Paperhand Puppet Intervention
• Through Sept. 5 at Forest Theatre
• Sept. 9-11 at N.C. Museum of Art

Those willing to brave the humidity of a summer’s night will find many a smile at Chapel Hill’s Forest Theatre with Paperhand Puppet Intervention’s The Serpent’s Egg. Water bottles are, thankfully, just a dollar.

The production takes the form of five “cycles” dealing with concepts of life, death and immortality that tie into all sorts of big cosmic mythological ideas, but can mostly be enjoyed for the cool big puppets.

And what puppets they are! A serpent made of human bones sets the stage, collapsing into piles overtaken by plant growth before limbs assemble into a massive two-sided Eve, which has a unique encounter with a giant, slithering serpent.
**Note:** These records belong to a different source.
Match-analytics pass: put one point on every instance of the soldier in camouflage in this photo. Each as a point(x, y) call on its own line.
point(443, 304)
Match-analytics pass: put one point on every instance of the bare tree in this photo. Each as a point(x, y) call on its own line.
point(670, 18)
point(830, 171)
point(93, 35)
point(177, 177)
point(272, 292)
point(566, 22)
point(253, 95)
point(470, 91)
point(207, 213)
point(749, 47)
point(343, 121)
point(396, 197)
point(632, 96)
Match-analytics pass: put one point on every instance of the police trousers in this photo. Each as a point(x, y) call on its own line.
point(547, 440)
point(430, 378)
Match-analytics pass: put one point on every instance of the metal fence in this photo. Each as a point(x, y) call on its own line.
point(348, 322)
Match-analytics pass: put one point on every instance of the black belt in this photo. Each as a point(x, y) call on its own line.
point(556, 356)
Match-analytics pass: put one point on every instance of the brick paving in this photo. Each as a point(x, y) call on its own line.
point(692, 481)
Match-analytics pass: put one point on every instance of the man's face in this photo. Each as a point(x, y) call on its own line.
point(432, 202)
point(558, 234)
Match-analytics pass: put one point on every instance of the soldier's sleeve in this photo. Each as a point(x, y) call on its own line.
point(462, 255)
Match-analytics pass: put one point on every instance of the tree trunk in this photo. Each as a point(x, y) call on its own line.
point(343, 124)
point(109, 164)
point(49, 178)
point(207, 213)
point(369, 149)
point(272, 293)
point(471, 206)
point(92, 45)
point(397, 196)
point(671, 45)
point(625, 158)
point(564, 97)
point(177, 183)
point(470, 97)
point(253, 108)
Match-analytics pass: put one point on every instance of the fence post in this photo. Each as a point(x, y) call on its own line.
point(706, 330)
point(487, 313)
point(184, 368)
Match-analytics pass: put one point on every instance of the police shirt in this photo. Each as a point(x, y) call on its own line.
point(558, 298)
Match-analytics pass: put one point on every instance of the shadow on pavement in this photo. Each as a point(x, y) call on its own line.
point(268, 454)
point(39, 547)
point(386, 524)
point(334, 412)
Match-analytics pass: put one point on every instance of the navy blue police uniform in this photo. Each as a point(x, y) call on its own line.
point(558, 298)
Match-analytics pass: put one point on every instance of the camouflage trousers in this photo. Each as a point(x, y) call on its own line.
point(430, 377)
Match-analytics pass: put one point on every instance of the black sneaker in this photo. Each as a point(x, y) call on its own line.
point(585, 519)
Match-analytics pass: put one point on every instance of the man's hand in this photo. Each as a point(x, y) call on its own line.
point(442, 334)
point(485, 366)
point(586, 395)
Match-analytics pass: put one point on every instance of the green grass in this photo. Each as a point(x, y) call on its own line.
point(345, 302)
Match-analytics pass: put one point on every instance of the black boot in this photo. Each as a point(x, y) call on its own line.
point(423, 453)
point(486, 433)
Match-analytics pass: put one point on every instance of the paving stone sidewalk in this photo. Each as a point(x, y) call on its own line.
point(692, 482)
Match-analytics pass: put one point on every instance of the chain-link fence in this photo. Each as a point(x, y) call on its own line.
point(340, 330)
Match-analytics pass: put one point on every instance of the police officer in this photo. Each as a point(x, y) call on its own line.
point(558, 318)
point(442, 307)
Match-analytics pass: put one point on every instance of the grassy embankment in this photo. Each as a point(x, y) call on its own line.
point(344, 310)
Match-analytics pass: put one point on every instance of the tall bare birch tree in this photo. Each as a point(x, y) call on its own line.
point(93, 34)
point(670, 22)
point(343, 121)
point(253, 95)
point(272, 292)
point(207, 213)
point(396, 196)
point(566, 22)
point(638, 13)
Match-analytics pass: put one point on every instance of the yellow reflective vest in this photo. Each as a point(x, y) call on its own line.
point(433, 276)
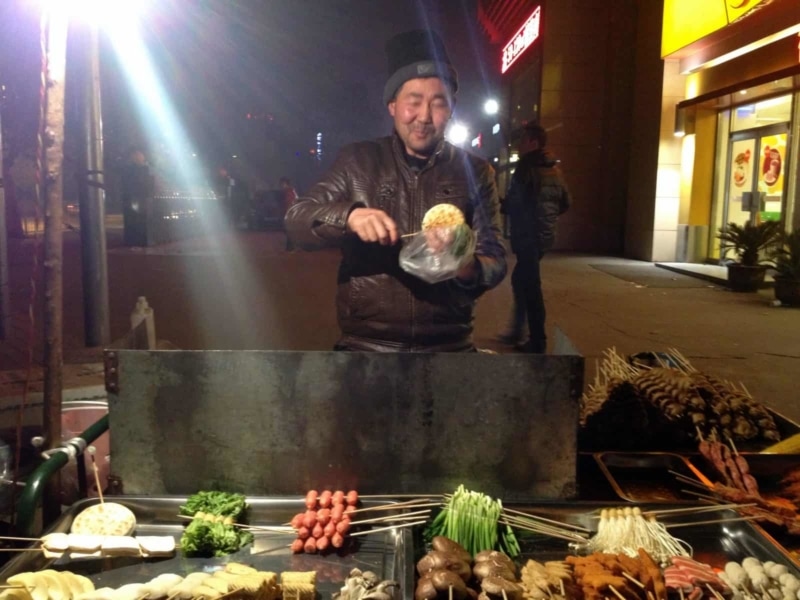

Geometric shapes form into a dancing stick figure man. A dragon combining the classic medieval imagery and the long, snaking figure of Chinese New Year parades does battle with an army of knights drawn from everything from the Spartans to fascist police in a tableau vaguely resembling Picasso’s “Guernica” (you’ll be rooting for the dragon).

The dragon itself later soars into the audience, as does a flock of blue birds. Puppeteers clad in giant papier-mâché baby heads that are equal parts unsettling and adorable re-enact the story of life, while skeletons dance, Mexican-style reapers cavort on bone horses and towering plant-people reach out to the golden hands of a giant sun.

This is all highly impressionistic; the emphasis of the hour-and-a-half show is less on plot than imagery, which makes the final sequence of silhouette puppets, narrated by writer/ director Donovan Zimmerman, a bit of a comedown. Rather than being a dramatic finale, it feels as if the audience is being told everything it’s already seen over the course of the evening, with some monologues about goddess power thrown in for good measure. The last section isn’t necessarily bad, but this denouement saps energy from the show, taking it small after the audience has experienced big, big concepts.

In its wordless state, The Serpent’s Egg is a lovely piece of all-ages storytelling whose images range from the bizarre to the fantastic, and sometimes both. Though it features numerous unexplained mythological references, there’s nothing that would go over the heads of audience membersor their children, who will likely enjoy the babies and the giant dragon. Even if you leave still uncertain of the significance of the egg in question, the show is still one of the few things worth leaving the house for in this weather.